Reading text from images or scanned documents via OCR models has been a longstanding focus of researchers. Intuitively, text reading is perceived as a straightforward perceptual task, and existing work primarily focuses on constructing enriched data engineering to enhance SFT capabilities. In this work, we observe that even advanced OCR models exhibit significantly higher entropy in formatted text (\emph{e.g.}, formula, table, etc.) compared to plain text, often by an order of magnitude. These statistical patterns reveal that advanced OCR models struggle with high output uncertainty when dealing with format sensitive document, suggesting that reasoning over diverse reading pathways may improve OCR performance. To address this, we propose format decoupled reinforcement learning (FD-RL), which leverages high-entropy patterns for targeted optimization. Our approach employs entropy-based data filtration strategy to identify format-intensive instances, and adopt format decoupled rewards tailored to different format types, enabling format-level validation rather than token-level memorization. FD-RL achieves an average score of 90.41 on OmniDocBench, setting a new record for end-to-end models on this highly popular benchmark. More importantly, we conduct comprehensive ablation studies over data, training, filtering, and rewarding strategies, thoroughly validating their effectiveness.
Paper Structure (36 sections, 5 equations, 5 figures, 9 tables)

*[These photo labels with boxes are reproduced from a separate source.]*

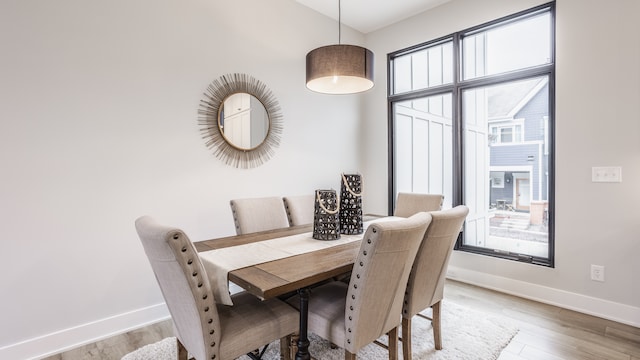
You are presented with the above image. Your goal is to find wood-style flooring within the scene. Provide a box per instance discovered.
[45,280,640,360]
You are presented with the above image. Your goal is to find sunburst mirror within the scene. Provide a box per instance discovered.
[198,74,282,169]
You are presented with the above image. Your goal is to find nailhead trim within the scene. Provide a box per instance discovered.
[171,233,218,359]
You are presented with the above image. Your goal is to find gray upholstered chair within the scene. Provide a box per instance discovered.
[393,192,444,217]
[288,213,431,360]
[230,196,289,235]
[282,194,315,226]
[136,216,299,360]
[402,205,469,360]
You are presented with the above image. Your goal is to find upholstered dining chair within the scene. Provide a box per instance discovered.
[135,216,299,360]
[393,192,444,217]
[402,205,469,360]
[230,196,289,235]
[288,212,431,360]
[282,194,315,226]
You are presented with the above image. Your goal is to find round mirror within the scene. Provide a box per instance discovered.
[218,93,269,150]
[198,74,282,168]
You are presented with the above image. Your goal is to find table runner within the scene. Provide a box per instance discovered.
[199,216,398,305]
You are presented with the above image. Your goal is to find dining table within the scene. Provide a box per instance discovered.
[194,215,393,360]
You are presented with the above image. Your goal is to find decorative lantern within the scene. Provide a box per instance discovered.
[340,174,363,235]
[313,190,340,240]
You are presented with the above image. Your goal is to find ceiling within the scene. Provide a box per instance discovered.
[296,0,450,34]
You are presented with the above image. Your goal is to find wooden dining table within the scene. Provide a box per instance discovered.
[194,216,375,360]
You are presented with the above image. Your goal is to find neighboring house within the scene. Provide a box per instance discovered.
[487,78,549,219]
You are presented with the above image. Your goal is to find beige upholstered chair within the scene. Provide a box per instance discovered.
[393,193,444,217]
[402,205,469,360]
[282,194,315,226]
[136,216,299,360]
[231,196,289,235]
[288,213,431,360]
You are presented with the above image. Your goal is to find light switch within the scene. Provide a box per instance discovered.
[591,166,622,182]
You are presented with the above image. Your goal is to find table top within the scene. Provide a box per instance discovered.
[194,224,370,299]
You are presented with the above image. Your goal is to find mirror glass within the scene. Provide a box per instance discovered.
[218,92,269,150]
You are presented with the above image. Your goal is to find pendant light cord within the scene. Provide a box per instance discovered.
[338,0,342,45]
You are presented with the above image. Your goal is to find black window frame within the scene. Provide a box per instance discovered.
[387,1,556,267]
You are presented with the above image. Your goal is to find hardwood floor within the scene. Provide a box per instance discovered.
[45,281,640,360]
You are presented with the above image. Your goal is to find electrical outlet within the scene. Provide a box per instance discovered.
[591,264,604,282]
[591,166,622,182]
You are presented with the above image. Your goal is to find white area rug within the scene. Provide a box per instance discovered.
[122,302,518,360]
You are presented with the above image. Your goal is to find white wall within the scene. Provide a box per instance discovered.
[0,0,364,359]
[363,0,640,326]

This paper contains 36 sections, 5 equations, 5 figures, 9 tables.

Figures (5)

  • Figure 1: Document samples with a high proportion of formatted text exhibit high entropy properties. We divide the document content into plain text and formatted text. The horizontal axis represents the proportion of formatted text to the total document content, and the vertical axis represents the ratio of token entropy. We present a representative document example for each type.
  • Figure 2: Overview of our training data construction pipeline. We construct the dataset via (1) open-source dataset quality enhancement, (2) real-world PDF construction, and (3) synthetic OCR data generation, yielding a large-scale dataset covering nine common document categories: notes, financial reports, slides, exam papers, synthetic data, magazines, academic papers, books, and newspapers.
  • Figure 3: Overview of the FD-RL training pipeline. Our approach comprises two stages: Stage 1 (SFT) trains FD-RL(SFT) on large-scale document data via supervised fine-tuning, freezing the vision encoder and projector while updating the language model. Stage 2 (RL) introduces two innovations: (1) Entropy-based Data Filtration Strategy that filters data through type-based filtering (enriching structured data and balancing languages) and entropy-based filtering (retaining high-entropy samples), and (2) Format Decoupled RL using separately for different content types: string matching reward for plain text, expression correctness reward for formulas, and structural coherence reward for tables.
  • Figure 4: Qualitative examples comparing FD-RL with baselines. FD-RL successfully follows instructions to generate HTML code and correctly extracts tables in structured format, demonstrating FD-RL's superiority in format-intensive content parsing.
  • Figure 5: Qualitative comparison of Qwen3-VL-4B and FD-RL on three types of formatted content: Puzzle, Integral Formula, and Table.